ミリダンは倒れている娘を横目に怒った素振りも見せず、アカミナの必死な訴えを受け止めた。
「そうか、それは大変だったね。・・・娘の状態が気になる。君はセレン君の意識が戻らないか試してみてくれ。」
「わ・・・分かった。」
アカミナは何をすればいいのか分からなかったが、この人の邪魔をしてはならないと思い返事をした。
「パンネル、パンネル!!聞こえるか、パンネル。・・・お嬢さん、そっちの緑髪の子はどうだい?あまり頭を動かしてはいけないよ?」
「そ・・・あ・・・、そ・・・その・・・。」
「うん、大丈夫。大丈夫だよ。」
「い・・・息はしている。」
「そうか・・・娘も息はある。一応大丈夫だとは思うが・・・。念の為早く治癒術師に見せた方がいい。」
「ん・・・あぁ・・・。みんな・・・。」
「セレン!!」
アカミナの声掛けに気が付き、意識を朦朧とさせながらも、セレンがミリダンの気配に気が付き起き上がってきた。
「ん?・・・ああセレン君。起きたんだね、大丈夫かい?」
「あ・・・あぁ、良かった。ミリダン。ふ・・・二人は?」
「大丈夫、寝てるだけだ。」
「そう、なら良かった。・・・ハァ・・・。」
起き上がったセレンの声はガラガラ声だ。魔人とのやり取りで声を張り過ぎた反動だろう。
セレンはフラフラになりながらも周りを見渡した。
「ミリダン、ここまでどうやって来た?」
「ちょうど光の道筋が見えたからね。門の外に出て外周をぐるっと回って来たんだよ。」
「遠いかな?」
「・・・。」
「僕とキエラで助けを呼んでくる。この場所・・・大人に伝えるにはどうしたらいい?」
「ん?何故君とキエラちゃんなんだい?」
「僕達が小さいからさ。あの岩の隙間は狭くて体の大きいアカミナだとギリギリで危なかった。あとまた魔人がここに来る可能性もある。子供達だけで待機するのは危険だ。意識の無い二人をミリダンが背負って行くのもいいかもしれない。それかミリダンが誰かに救援のメッセージを送る手段があればいいんだけど・・・。」
「・・・セレン君。君は・・・。」
「あ・・・、ってアリシアお姉ちゃんと脱出ごっこで話してたりしてたの思い出したんだ。ミリダン、僕達どうしたらいいかな?」
「脱出ごっこ?・・・なる程・・・あぁそうだ。転送魔法で緊急連絡先があるんだ。それとアリシアちゃんにも連絡しておこう。なに、もう大丈夫。

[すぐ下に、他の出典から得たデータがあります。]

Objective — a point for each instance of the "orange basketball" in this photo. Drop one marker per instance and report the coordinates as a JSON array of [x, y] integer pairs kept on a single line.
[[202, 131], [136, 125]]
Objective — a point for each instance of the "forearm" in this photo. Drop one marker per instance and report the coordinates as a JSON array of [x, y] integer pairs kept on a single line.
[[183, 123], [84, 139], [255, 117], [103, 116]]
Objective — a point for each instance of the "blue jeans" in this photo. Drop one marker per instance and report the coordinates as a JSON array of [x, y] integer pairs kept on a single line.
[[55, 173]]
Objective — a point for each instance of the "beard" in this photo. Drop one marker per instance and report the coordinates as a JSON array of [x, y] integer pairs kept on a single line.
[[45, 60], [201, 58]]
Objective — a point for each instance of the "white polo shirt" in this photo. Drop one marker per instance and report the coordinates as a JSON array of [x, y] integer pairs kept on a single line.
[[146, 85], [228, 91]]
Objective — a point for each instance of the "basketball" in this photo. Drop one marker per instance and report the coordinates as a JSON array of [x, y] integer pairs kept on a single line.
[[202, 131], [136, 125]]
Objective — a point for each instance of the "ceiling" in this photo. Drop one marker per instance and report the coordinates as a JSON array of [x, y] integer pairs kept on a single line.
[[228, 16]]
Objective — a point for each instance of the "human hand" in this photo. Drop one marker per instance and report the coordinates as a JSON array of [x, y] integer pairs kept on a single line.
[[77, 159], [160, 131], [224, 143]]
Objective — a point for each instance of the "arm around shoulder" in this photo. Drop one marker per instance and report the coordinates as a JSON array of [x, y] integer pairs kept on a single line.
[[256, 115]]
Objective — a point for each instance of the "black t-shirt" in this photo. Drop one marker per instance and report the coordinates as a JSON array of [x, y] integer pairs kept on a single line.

もう少しの辛抱さ。後は僕に任せてゆっくりしといていいよセレン君。」
「・・・そう?・・・ごめん。ちょっと眠いや・・・。」
「大丈夫。後は任せて。」
セレンはまた眠りに付いた。
その後ミリダンが救援部隊とアリシア、他数人に転送魔法を送り小1時間程で事態は収束した。
保護者として任されていたアリシアは任務を一時的に解任され子供達の面倒を見る流れとなった。
そのアリシアの診断によると子供達は何も問題無いらしい。
アカミナ達の出入り口探索の功績だが、子供達のイタズラとして処理される事となった。というか、明日の終焉祭の準備でそれどころでは無いという感じで辺りはもうお祭り騒ぎだ。
日の出と共に歓声が上がり、今回の明食の犠牲になった者達の親族は涙し地に伏している。
あの出入り口はというと、正直また3年後、あの避難所に入ってみなければ分からない。どの道あと3年は使われる事もないであろうし、後回しにされるという話だ。アカミナは自分の功績だと一般兵の門番に訴えかけていたが、その行為はその門番を困らせだだけで終わった。
それに合わせて魔族が出没したという話も流れてしまった。ミリダンが上層部に報告してくれと頼んでくれていた様だがコレもまたどこ吹く風というように、子供の戯言だと片付けられてしまった。
そんな僕たちをよそに辺りに明るい空気が漂い、活気が戻って来たのが分かる。
街行く人達は忙しそうに走り回り、見渡せば所狭しと出店が出店されている。男は出会いを求めて辺りを散策し、女は自分をより美しく見せようと気合いが入っている。
そんな中、包帯まみれの男が居た。
その男は絶望という程落ち込んでもおらず、希望がそこにあるのかと言われれば皆無だった。ただ、手に取った羊皮紙が彼の運命を打ち砕いた。